Intra-modal Relation and Emotional Incongruity Learning using Graph Attention Networks for Multimodal Sarcasm Detection
Apr 11, 2025·,,,
,,·
1 min read
Devraj Raghuvanshi
Xiyuan Gao
Zhu Li
Shubhi Bansal

Matt Coler
Nagendra Kumar
Shekhar Nayak

Abstract
Real-world sarcasm often involves multiple modalities (text, audio, video). Emotional incongruity across modalities can be important cues for detecting sarcasm. This work presents a novel approach to multimodal sarcasm detection that leverages both intra-modal relations and inter-modal emotional incongruities. We introduce a Graph Attention Network-based model for capturing relationships within modalities and a Contrastive Attention Mechanism for identifying emotional incongruities between modalities. Our approach also includes a coherent multimodal data augmentation strategy to address limited labeled examples. Experiments on the MUStARD++ dataset demonstrate that our method outperforms state-of-the-art approaches, achieving significant improvements in precision, recall, and F1 scores.
Type
Publication
In 2025 IEEE International Conference on Acoustics, Speech and Signal Processing (ICASSP)

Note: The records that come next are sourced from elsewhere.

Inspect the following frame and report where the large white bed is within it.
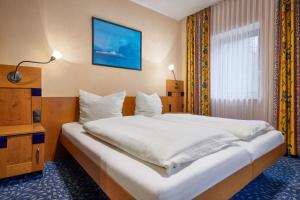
[62,119,283,199]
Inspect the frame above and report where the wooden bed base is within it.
[42,97,286,200]
[60,135,286,200]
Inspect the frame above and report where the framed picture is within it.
[92,17,142,70]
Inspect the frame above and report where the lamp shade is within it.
[52,50,62,60]
[168,65,175,71]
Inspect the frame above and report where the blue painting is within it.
[92,17,142,70]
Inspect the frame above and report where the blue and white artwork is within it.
[92,17,142,70]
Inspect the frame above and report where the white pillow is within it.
[79,90,126,124]
[135,92,162,117]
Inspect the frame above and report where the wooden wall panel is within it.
[42,97,79,161]
[0,88,32,126]
[42,97,167,161]
[166,80,184,113]
[0,64,42,88]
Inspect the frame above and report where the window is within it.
[211,23,260,100]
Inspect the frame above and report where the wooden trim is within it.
[60,135,134,200]
[252,144,286,179]
[60,132,285,200]
[0,123,45,136]
[195,164,252,200]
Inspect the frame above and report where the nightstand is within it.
[0,123,45,178]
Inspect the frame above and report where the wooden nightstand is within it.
[0,64,45,178]
[0,123,45,178]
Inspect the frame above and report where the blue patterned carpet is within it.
[0,157,300,200]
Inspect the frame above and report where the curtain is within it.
[274,0,300,155]
[210,0,275,122]
[185,8,210,115]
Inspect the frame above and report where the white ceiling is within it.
[130,0,221,20]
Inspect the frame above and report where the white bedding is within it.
[83,115,238,175]
[62,122,251,200]
[153,114,274,140]
[234,130,284,161]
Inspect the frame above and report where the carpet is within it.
[0,157,300,200]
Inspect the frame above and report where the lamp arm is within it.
[172,70,177,82]
[15,56,55,73]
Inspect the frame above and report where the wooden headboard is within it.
[42,96,168,160]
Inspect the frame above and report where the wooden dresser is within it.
[0,65,45,178]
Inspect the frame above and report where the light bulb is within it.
[52,50,62,60]
[168,65,175,71]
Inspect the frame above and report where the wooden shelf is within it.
[0,123,45,136]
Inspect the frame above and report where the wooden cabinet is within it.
[0,124,45,178]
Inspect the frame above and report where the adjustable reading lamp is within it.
[7,51,62,83]
[168,65,178,90]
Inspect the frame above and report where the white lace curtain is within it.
[210,0,275,122]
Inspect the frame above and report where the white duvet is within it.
[153,114,274,140]
[83,116,238,175]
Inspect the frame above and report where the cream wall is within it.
[0,0,183,96]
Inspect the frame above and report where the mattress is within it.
[234,130,284,161]
[62,122,251,199]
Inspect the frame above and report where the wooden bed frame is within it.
[42,97,286,200]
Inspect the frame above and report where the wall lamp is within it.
[168,65,178,90]
[7,51,62,83]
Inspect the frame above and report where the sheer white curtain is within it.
[210,0,275,122]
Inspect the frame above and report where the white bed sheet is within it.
[234,130,284,161]
[62,122,251,199]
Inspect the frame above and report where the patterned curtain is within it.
[274,0,300,155]
[185,8,210,115]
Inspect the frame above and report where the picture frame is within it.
[92,17,142,71]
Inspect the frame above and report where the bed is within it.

This paper presents a novel approach to multimodal sarcasm detection that combines Graph Attention Networks for intra-modal relation learning with a Contrastive Attention Mechanism for identifying emotional incongruities between modalities. Our model achieved state-of-the-art performance on the MUStARD++ dataset, with particularly strong results when integrating all three modalities (text, audio, and visual).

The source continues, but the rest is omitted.